Prime Minister Justin Trudeau said signing the trilateral USMCA trade pact is not contingent on the ongoing steel and aluminum tariffs being lifted.
In an interview with CNN, Trudeau said that, while backroom conversations are still underway to see the tariffs on Canadian steel and aluminum lifted, Canada doesn’t see it as a must-have condition.
“We’re not at the point of saying that we wouldn’t sign if it wasn’t if it wasn’t lifted, although we’re trying to make that case,” Trudeau said.
In the spring, amid NAFTA renegotiations, the U.S. announced the imposition of steel and aluminum tariffs on Canada, citing national security as a justification, and shortly after Canada announced its own dollar-for-dollar retaliatory tariffs on American-made steel, aluminum, and other goods.
In the interview broadcast on Tuesday, Trudeau called the tariffs a “continued frustration” that are hurting consumers and businesses on both sides of the border.
“We’re going to continue to make our arguments based on facts not based on emotions or insults,” Trudeau said. He also denied that the tariffs had an impact on the outcome of the trade talks between Canada, the United States, and Mexico.
Both opposition parties in Canada continue to press the Liberals to get these tariffs lifted as soon as possible, as the federal government continues to tout the interim support it’s offering the impacted industries.
Does he trust Trump?
Trudeau was asked whether or not he trusts U.S. President Donald Trump to honour the new deal, to which he said he said every leader has to stick up for their country in their own way.

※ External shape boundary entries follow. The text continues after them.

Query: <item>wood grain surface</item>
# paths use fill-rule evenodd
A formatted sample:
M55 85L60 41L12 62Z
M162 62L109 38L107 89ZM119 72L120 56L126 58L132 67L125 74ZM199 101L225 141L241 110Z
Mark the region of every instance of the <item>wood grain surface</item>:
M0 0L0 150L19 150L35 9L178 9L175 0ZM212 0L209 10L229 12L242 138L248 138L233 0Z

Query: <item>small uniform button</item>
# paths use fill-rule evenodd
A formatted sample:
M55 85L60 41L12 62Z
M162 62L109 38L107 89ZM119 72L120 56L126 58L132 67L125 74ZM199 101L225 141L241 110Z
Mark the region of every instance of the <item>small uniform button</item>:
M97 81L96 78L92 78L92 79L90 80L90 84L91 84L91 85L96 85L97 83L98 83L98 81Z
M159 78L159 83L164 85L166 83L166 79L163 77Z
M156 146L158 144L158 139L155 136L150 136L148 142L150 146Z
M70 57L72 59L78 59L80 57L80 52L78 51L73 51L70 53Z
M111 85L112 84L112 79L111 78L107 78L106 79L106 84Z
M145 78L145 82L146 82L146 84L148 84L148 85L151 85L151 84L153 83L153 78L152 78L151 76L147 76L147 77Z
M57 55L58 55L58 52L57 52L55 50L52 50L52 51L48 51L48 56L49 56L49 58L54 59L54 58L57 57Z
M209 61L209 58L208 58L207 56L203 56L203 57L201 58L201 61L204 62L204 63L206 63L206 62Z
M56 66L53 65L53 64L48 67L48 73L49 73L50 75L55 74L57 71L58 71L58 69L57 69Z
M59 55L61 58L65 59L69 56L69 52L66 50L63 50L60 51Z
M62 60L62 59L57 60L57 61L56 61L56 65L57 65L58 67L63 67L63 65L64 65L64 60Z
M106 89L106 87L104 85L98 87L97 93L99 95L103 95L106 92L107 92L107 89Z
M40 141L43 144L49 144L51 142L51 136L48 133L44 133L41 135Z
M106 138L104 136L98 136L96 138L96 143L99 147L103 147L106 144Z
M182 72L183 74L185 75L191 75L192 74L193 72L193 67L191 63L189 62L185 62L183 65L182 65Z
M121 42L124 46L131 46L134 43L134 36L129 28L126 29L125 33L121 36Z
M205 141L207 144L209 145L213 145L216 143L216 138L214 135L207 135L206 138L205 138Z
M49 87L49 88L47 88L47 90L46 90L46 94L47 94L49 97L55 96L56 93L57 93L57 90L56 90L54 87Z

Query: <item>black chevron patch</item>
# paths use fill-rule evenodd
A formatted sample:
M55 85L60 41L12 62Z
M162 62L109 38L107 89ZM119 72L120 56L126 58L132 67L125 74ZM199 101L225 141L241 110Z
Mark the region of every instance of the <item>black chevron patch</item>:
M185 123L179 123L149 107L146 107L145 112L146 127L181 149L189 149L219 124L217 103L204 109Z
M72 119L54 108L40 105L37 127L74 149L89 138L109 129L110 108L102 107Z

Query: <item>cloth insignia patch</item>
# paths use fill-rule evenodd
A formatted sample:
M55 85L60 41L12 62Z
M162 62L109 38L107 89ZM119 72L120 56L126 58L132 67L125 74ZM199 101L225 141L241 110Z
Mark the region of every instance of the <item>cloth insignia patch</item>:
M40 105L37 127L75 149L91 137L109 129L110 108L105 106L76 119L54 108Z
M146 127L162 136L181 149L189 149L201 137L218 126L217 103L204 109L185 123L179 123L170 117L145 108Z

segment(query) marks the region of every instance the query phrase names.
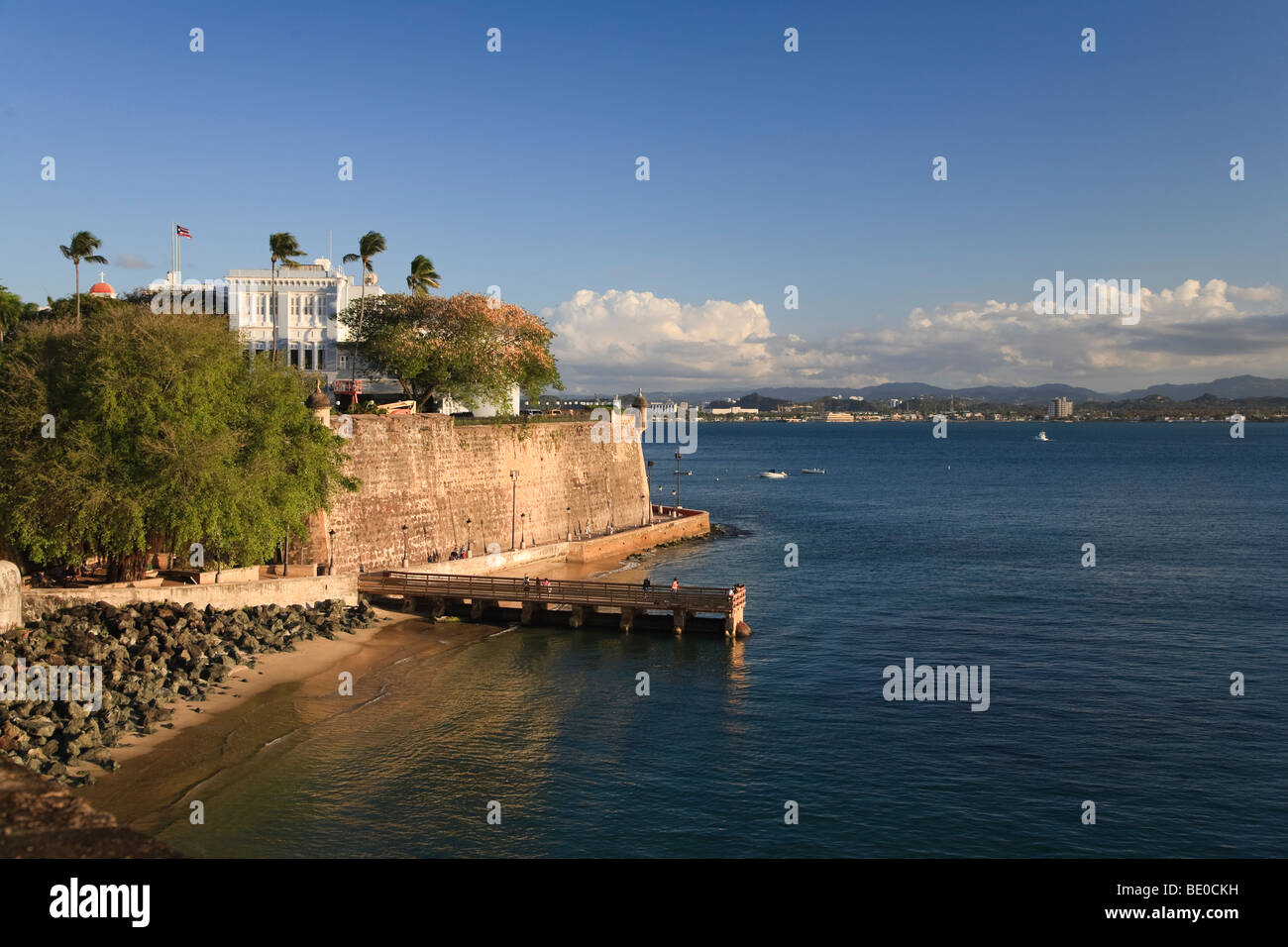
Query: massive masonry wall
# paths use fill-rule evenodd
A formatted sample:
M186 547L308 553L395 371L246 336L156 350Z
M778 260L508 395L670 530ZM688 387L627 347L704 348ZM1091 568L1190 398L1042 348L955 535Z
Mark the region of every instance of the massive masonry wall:
M640 445L629 437L596 443L592 428L591 421L456 425L444 415L357 415L348 473L362 487L314 518L291 559L327 564L334 554L336 572L359 563L398 568L403 524L411 567L425 564L434 549L444 559L466 544L473 555L486 555L489 544L509 550L510 470L519 472L515 548L563 541L569 528L601 533L609 524L640 526L648 502Z

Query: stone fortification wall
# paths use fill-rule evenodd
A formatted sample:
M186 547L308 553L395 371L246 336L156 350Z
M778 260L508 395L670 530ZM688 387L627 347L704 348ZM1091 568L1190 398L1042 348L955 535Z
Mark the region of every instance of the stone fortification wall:
M562 542L569 530L640 526L644 454L630 437L591 437L591 421L457 425L443 415L353 419L348 473L357 493L319 514L292 560L336 572L408 567L469 544L474 557ZM629 425L627 417L622 424ZM510 472L518 472L516 483ZM331 531L335 531L334 542Z

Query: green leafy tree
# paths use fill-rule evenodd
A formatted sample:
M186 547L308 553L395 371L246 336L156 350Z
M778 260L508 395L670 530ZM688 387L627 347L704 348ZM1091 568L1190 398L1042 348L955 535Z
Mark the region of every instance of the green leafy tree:
M300 374L249 356L223 317L99 301L81 329L24 323L0 350L0 542L117 581L193 542L255 564L355 487Z
M434 262L424 254L417 254L416 259L411 262L411 272L407 274L407 291L417 296L424 296L431 289L438 289L440 278L438 271L434 269Z
M103 241L95 237L89 231L77 231L72 234L72 242L67 246L58 247L63 251L63 256L72 262L76 267L76 325L80 326L80 264L81 260L85 263L107 263L106 256L99 256L95 250L103 246Z
M422 411L447 394L471 407L501 405L513 384L533 399L546 388L563 390L550 353L554 332L518 305L477 292L389 294L371 300L365 322L353 305L340 320Z
M0 345L22 320L35 317L37 309L35 303L23 303L22 296L0 286Z
M353 384L358 378L358 336L362 335L362 311L365 308L363 304L367 300L367 273L372 272L371 258L375 256L376 254L383 254L384 251L385 251L384 236L376 233L375 231L367 231L366 233L362 234L362 237L358 238L358 253L344 255L345 263L357 263L358 260L362 262L362 267L358 269L358 277L359 277L358 282L362 283L362 289L358 291L358 327L353 336L353 366L352 371L349 372L350 384ZM357 387L353 387L349 390L352 392L350 397L353 398L353 403L357 405L358 403Z
M281 264L289 269L294 269L300 265L300 262L292 259L295 256L303 256L304 251L300 250L300 244L295 238L294 233L270 233L268 234L268 250L269 250L269 269L272 274L269 276L268 285L268 304L273 308L273 362L277 362L277 265Z

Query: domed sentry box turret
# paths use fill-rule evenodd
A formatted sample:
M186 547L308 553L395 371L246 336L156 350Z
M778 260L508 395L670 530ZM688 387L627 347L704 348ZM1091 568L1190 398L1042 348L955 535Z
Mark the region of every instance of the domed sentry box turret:
M318 424L325 424L331 426L331 399L322 394L322 383L318 381L317 389L308 397L304 406L313 415L313 419Z
M644 389L641 388L639 394L631 398L631 407L639 412L639 425L640 430L648 426L648 398L644 397Z

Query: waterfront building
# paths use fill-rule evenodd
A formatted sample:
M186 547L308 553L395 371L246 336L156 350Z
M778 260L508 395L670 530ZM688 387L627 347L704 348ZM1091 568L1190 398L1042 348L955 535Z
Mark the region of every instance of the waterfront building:
M1073 417L1073 402L1068 398L1052 398L1047 402L1047 417Z
M267 267L231 269L224 281L228 329L251 349L273 348L274 307L269 296L276 291L277 349L287 365L323 372L332 381L352 374L353 349L344 345L352 340L337 316L358 300L362 286L357 277L318 258L312 264L279 268L276 285ZM384 294L375 273L367 273L365 282L367 296ZM357 374L365 374L361 359Z

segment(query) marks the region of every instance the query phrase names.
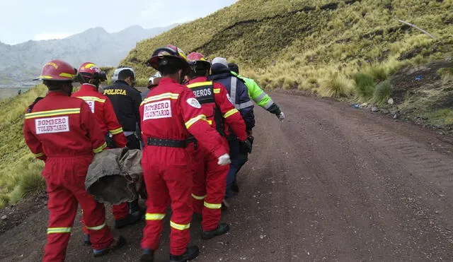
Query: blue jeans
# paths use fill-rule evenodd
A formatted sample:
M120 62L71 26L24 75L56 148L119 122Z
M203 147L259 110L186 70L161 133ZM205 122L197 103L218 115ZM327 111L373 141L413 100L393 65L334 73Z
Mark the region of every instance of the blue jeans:
M236 137L230 137L228 139L228 145L229 146L229 157L231 160L231 164L229 165L229 170L226 175L225 198L230 196L231 185L236 182L236 175L248 160L246 153L243 154L240 152L239 140Z

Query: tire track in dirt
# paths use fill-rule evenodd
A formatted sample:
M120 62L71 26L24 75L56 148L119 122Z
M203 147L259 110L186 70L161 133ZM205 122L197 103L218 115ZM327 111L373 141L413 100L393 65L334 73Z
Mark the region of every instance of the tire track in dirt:
M271 95L287 121L256 109L253 153L223 216L231 230L202 241L193 221L197 261L452 261L451 145L342 103ZM0 261L40 260L46 224L42 210L1 234ZM117 230L129 246L94 259L76 222L67 261L137 261L143 225ZM168 232L156 261L168 259Z

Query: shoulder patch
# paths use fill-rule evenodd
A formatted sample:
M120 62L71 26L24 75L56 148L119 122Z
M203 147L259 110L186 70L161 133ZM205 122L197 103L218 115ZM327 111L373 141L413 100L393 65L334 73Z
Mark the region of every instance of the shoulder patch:
M193 97L190 97L188 99L187 103L189 104L189 105L190 105L193 107L199 108L199 109L201 108L201 105L200 105L200 102L198 102L198 100L197 100Z

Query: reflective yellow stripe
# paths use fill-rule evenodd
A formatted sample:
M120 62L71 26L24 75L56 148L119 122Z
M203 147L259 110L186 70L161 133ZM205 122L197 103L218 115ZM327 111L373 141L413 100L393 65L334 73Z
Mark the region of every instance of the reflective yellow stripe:
M205 206L210 209L219 209L222 208L222 204L212 204L210 203L205 202Z
M122 133L122 127L113 130L109 130L108 131L110 132L112 135L117 135L120 133Z
M43 153L38 153L38 154L34 154L34 153L32 153L32 154L33 154L35 157L40 157L44 155Z
M187 87L189 88L195 88L203 85L212 85L212 81L194 83L187 85Z
M83 99L85 101L96 101L96 102L99 102L101 103L105 103L105 99L101 99L99 97L77 97L78 98L80 99Z
M72 227L48 227L47 234L71 233Z
M176 224L173 221L170 221L170 226L178 230L185 230L190 228L190 223L181 225L181 224Z
M38 77L38 79L50 79L53 78L53 76L40 76Z
M147 213L145 215L147 220L161 220L165 218L165 214Z
M60 73L60 74L59 75L59 76L64 76L64 77L67 77L69 78L74 78L76 75L73 75L71 73Z
M205 198L206 198L206 195L205 196L197 196L197 195L194 195L193 193L192 194L192 197L197 199L197 200L203 200Z
M207 121L207 119L206 119L206 116L204 114L200 114L185 122L185 128L188 129L190 126L192 126L193 124L194 124L198 120L203 120L203 121Z
M71 114L80 114L80 108L66 108L64 109L35 112L33 113L25 114L25 119Z
M98 225L97 227L92 227L85 226L85 227L86 227L87 230L101 230L103 228L105 227L106 225L107 224L105 224L105 222L104 221L104 223L102 224L101 225Z
M224 114L224 118L226 118L228 117L231 117L233 114L234 114L236 113L238 113L238 112L239 112L238 111L238 109L236 109L236 108L234 108L234 109L229 110L229 112L226 112L225 114Z
M102 145L101 145L98 148L94 148L93 150L93 152L94 152L95 154L97 154L97 153L101 152L102 150L103 150L104 148L105 148L106 147L107 147L107 143L104 142L104 143L102 144Z
M88 64L85 65L85 68L86 69L89 69L91 67L96 67L96 65L93 64L93 63L88 63Z
M157 100L160 100L161 99L166 99L166 98L176 100L178 99L178 97L179 97L179 94L175 94L173 93L165 93L159 95L154 95L152 97L149 97L145 99L144 100L143 100L141 105L144 105L149 102L157 101Z

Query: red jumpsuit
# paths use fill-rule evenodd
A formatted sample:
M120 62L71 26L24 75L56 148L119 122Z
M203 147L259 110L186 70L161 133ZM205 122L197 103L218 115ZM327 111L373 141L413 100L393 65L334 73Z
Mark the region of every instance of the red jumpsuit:
M83 84L80 90L71 96L85 100L94 114L94 118L104 136L110 132L113 135L113 141L117 148L126 146L126 137L122 132L122 127L118 123L112 102L107 96L98 93L95 85L87 83ZM129 214L129 205L127 203L114 205L112 206L112 213L115 220L123 219ZM84 223L83 218L81 222ZM88 234L85 227L84 232Z
M207 79L206 77L196 78L189 81L187 86L201 104L210 124L224 135L222 141L225 147L228 147L225 137L229 126L241 141L246 140L246 124L239 112L228 100L225 87ZM220 221L220 208L225 194L229 166L218 165L217 157L203 147L190 146L189 150L194 156L192 191L194 212L202 213L203 231L213 230Z
M106 146L104 136L83 100L52 91L25 116L23 133L35 156L45 162L49 227L44 261L63 261L80 204L92 246L103 249L113 240L105 224L104 205L85 190L93 153Z
M169 203L170 253L185 252L190 235L192 156L185 142L190 133L216 157L227 153L222 138L207 123L201 105L187 87L163 78L142 102L142 165L148 192L142 249L156 250ZM173 144L173 145L171 145Z

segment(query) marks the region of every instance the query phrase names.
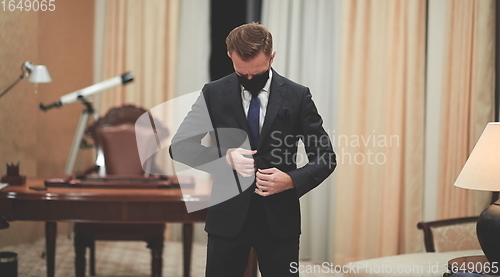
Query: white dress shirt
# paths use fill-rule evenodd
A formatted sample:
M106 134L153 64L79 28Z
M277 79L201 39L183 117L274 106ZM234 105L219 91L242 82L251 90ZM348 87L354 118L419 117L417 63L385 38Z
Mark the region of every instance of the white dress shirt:
M259 114L259 131L262 131L262 125L264 125L264 119L266 117L267 102L269 102L269 93L271 87L271 79L273 77L273 71L269 70L269 79L267 79L266 84L260 90L259 97L260 100L260 114ZM246 90L242 85L241 87L241 99L243 104L243 110L245 111L245 116L248 115L248 108L250 107L250 101L252 100L252 93Z

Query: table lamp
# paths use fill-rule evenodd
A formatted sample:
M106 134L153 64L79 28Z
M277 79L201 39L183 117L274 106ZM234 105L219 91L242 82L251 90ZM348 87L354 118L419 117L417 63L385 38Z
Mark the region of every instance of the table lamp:
M500 122L488 123L454 185L500 191ZM486 258L500 264L500 200L479 215L476 230Z
M45 65L35 65L32 62L24 62L21 65L21 75L17 78L14 83L8 86L2 93L0 97L6 94L11 88L13 88L19 81L24 79L24 77L30 76L29 81L31 83L50 83L52 78L50 78L49 71Z

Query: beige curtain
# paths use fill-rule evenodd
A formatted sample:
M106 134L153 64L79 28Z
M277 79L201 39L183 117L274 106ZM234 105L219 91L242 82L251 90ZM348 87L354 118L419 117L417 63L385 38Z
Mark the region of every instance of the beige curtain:
M449 1L440 134L440 218L478 215L490 193L453 186L494 118L495 2Z
M108 0L103 79L135 80L101 94L100 112L124 103L152 108L173 98L179 0Z
M343 2L337 264L421 249L426 1Z

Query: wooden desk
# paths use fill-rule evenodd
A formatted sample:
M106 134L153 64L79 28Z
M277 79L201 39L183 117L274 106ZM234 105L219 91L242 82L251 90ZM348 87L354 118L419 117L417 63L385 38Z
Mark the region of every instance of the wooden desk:
M198 185L198 184L197 184ZM203 222L206 210L187 213L185 201L208 201L209 187L196 187L191 198L180 189L84 189L55 188L45 191L43 180L31 179L24 186L0 190L0 226L6 221L45 221L47 276L54 276L57 221L106 223L182 222L184 276L190 274L193 223Z

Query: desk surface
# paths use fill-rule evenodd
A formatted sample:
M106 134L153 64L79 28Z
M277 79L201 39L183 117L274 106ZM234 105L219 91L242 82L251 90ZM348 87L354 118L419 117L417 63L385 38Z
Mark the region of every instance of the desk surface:
M185 201L206 206L209 185L194 189L102 189L43 187L42 179L0 190L0 216L7 220L159 223L201 222L206 210L187 213Z
M108 189L108 188L70 188L48 187L46 190L34 190L30 187L43 188L43 179L28 179L23 186L8 186L0 190L0 199L19 200L84 200L84 201L185 201L180 189ZM210 184L197 182L195 188L183 190L185 195L207 201Z
M210 187L103 189L44 187L42 179L28 179L23 186L0 190L0 226L7 221L45 221L47 276L54 276L57 221L102 223L184 223L184 276L189 276L193 222L203 222L206 209L188 213L185 201L206 207ZM184 192L184 195L183 195Z

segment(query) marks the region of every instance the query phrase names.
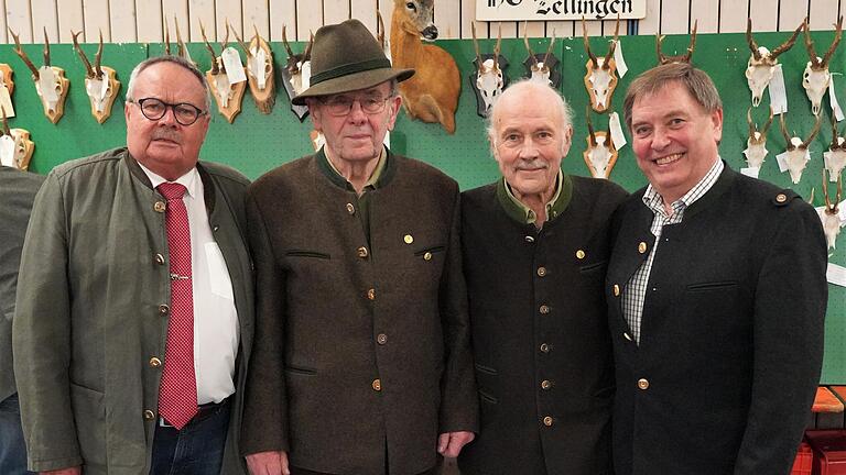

“I respect the fact that people have different approaches to it. My approach is to trust Canadians and deal in a way that is direct with other leaders.”
Pivoting, Trudeau said the lesson his father Pierre Trudeau taught him, was to trust Canadians.
“It was a way of looking at the electorate as saying you don’t have to dumb it down for them, you don’t have to scare them into this or that, you can actually treat people like intelligent, rational actors and they will rise to the occasion,” Trudeau said, adding that it’s been his approach throughout his political career.
Weighs in on midterms, migrants
Trudeau also weighed in on the midterm elections happening south of the border, saying he’ll work with whatever Congress is elected.
“Americans will make the choice that they need to make that they choose to make… My job is to stand up for Canada and to defend Canadian interests and to have a constructive working relationship with whoever is elected in the United States,” Trudeau said.
Asked to comment on the politics surrounding the caravan of migrants making their way from Central America to the United States, Trudeau deferred saying he think it’s “important that people outside our borders not weigh in on our own decisions,” and so he wouldn’t do so in this instance.
Thinks he’s allayed fears
Trudeau also said that, when it comes to countries moving to the right of the political spectrum, there are people who come forward with “really easy sounding answers,” to respond to people’s anxieties about their futures, though in many cases he doesn’t think those answers are the right ones.
“What we’ve done here in Canada is set forward some more complex but very effective answers that do bring people together… We have worked on not augmenting those fears, but allaying those fears and it’s working in Canada,” Trudeau said.